4212 Deep Learning for IT-Security
FT, MSc Cyber-Security
6 ECTS, Lecture + Seminar
Link to the Course in ILIAS - TBA
In the last decade, the availability of larger amounts of data and higher computational resources has led to a revolution in machine learning, leading to the so called deep learning architectures. These algorithms can provide higher classification accuracy or generate very realistic synthetic images or audios.

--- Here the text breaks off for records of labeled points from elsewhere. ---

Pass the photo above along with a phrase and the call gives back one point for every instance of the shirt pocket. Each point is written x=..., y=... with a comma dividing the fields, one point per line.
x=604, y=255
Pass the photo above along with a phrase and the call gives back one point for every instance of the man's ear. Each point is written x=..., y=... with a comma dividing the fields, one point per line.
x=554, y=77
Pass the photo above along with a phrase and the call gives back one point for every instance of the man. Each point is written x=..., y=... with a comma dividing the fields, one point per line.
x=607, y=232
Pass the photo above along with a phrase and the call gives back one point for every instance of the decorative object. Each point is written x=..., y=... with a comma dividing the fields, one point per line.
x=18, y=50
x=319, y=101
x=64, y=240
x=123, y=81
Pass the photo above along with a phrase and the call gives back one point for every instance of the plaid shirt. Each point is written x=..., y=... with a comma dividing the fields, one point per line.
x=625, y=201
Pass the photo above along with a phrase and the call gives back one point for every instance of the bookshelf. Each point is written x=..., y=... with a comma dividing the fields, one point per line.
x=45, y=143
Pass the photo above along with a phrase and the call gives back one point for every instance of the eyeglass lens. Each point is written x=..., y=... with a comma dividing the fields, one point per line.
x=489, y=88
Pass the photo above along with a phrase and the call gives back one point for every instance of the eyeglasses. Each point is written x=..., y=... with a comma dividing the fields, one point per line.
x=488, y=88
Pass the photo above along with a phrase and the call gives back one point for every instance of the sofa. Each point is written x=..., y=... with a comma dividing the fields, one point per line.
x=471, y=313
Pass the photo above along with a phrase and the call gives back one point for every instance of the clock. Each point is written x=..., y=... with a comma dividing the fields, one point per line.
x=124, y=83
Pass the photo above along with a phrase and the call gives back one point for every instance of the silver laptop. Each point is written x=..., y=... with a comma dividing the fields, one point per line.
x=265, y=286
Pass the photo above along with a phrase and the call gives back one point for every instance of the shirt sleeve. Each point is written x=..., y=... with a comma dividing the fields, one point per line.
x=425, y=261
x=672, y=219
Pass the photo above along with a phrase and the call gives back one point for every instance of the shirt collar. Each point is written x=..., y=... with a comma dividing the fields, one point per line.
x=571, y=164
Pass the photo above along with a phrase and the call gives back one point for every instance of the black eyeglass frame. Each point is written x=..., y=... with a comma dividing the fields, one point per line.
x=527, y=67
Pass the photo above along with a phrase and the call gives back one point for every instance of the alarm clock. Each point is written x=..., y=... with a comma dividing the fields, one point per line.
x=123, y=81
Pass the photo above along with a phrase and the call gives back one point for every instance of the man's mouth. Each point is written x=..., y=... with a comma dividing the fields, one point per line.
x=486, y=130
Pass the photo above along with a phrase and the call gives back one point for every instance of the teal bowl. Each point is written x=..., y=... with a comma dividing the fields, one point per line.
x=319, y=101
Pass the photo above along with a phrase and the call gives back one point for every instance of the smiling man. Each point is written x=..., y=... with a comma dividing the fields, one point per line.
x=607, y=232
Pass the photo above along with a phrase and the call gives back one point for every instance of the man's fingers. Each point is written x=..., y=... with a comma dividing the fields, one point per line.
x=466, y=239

This course begins with a review of the main shortcomings of traditional machine learning algorithms as a motivation for deep learning (DL) architectures. The fundamental building blocks of DL algorithms are be presented: the evolution from the simple perceptron to multi-layer neural networks, as well as techniques covering regularisation, normalisation, and optimisation for training these large networks. Specialised architectures for computer vision (e.g., CNNs) and sequence processing (e.g., LSTMs), generative AI (e.g., GANs), and multi-input/output networks are the focus of the subsequent chapters. Practical examples in Python are introduced during the course in order to provide the students with hands-on experience. Furthermore, examples on the use of these architectures for IT-security related applications are discussed.
In the seminar, students will be able to implement and evaluate current deep learning architectures. Students will analyse, evaluate and discuss current challenges of deep learning and its applications in IT security in order to find new solutions. To do this, they will research specialised literature and current publications.